Edward Norton Says Marvel Went Back On Its Word Over Dark 'Hulk' Film
Edward Norton wanted a gritty, dark Hulk film in the way of Christopher Nolan's Batman series, and he believed Marvel was on board. Turns out, they were not. The Oscar-nominated actor opened up about his split with Marvel in a New York Times profile published Monday.
When Norton was approached to star in 2008's The Incredible Hulk, he pitched not one, but two films, he told the Times.
This Week In Heat Vision breakdown
"I laid out a two-film thing: the origin and then the idea of Hulk as the conscious dreamer, the guy who can handle the trip," Norton said. "And they were like, 'That's what we want!' As it turned out, that wasn't what they wanted."

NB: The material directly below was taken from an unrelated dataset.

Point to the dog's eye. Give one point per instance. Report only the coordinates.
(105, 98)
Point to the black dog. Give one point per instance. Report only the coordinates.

Still, Norton said he had a "great time" doing the film, and got along well with Marvel Studios president Kevin Feige. That was until Feige released a statement in 2010 that said Norton would not be in Avengers, and took a shot at the actor for apparently being difficult. ("Our decision is definitely not one based on monetary factors, but instead rooted in the need for an actor who embodies the creativity and collaborative spirit of our other talented castmembers," Feige's statement said.)
"Yeah, which was cheap," Norton said. "It was brand defensiveness or something. Ultimately they weren't going for long, dark and serious. But it doesn't matter."
He continued, "We had positive discussions about going on with the films, and we looked at the amount of time that would've taken, and I wasn't going to do that. I honestly would've wanted more money than they'd have wanted to pay me. But that's not why I would've wanted to do another Hulk movie anyway."
Norton maintains there was no fight between himself and Feige during production.
"I'm saying that Kevin had an idea of a thing that you could do, and it was remarkable," he said. "Now it didn't happen to be on a tonal, thematic level what I wanted to spend my time doing."
Norton also recalled his comments during the Comedy Central Roast of Bruce Willis last year in which he seemingly took a shot at Marvel. He told the Times, he was actually taking a shot at himself.
His joke was: "I tried to be like you. I did a big action movie called The Incredible Hulk. You know what went wrong? I wanted a better script."
Norton said of the quip, "This is a joke making fun of myself but they'll turn it into, like, 'Edward takes a dig at Marvel.' No, I'm taking a dig at myself at a roast. People have to grow up."